In my 25 years of working with talented developers, I’ve heard hundreds of deeply disturbing stories about their experiences in the industry. I have also seen this cycle repeat itself in many companies in our industry. There have certainly been some positive changes, and I believe that many developers and publishers – even the biggest ones – are working in good faith to improve. These efforts, while commendable, cannot solve the recurring problems in our industry. To do this, employees in the video game industry must be defended and represented.

We need unions.

In this country, trade unions were formed to protect workers from abusive, cruel, hateful, unacceptable and illegal treatment by companies. This is their only goal. If this week doesn’t show us that our colleagues in the industry – even the least experienced QA testers – need real support and basic protection, I can’t imagine how much worse the situation has to be to achieve this.

I am an entrepreneur and have helped found three independent studios. I am very familiar with the financial, legal, contractual and organizational aspects of game development.
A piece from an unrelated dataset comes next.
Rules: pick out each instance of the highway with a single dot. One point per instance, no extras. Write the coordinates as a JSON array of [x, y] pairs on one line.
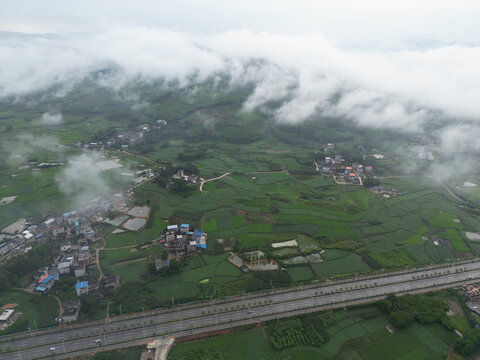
[[229, 312]]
I also know that I have no fear of a trade union organization or a company that pays its employees fairly and fairly, offers quality health insurance, and shows respect and courtesy towards the support of women, people of color and LGBTQ + employees for a healthy, fulfilling life. It sounds simple, but we clearly need help to make it happen. The giants of the industry have shown us this week that we cannot trust them to moderate and manage the wealth and power that players and fans have given them.

I encourage my employees to unionize and fully support the establishment of industry-wide unions. I also encourage executives of companies in the video game industry, large or small, corporate and independent, to join me and support and defend union formation as a concrete and achievable step towards improving our industry. As a studio owner, I will roll up my sleeves and work cooperatively with trade union associations. I’m looking forward to the day when the fun and love for what we create for players is reflected in our workplaces for all employees.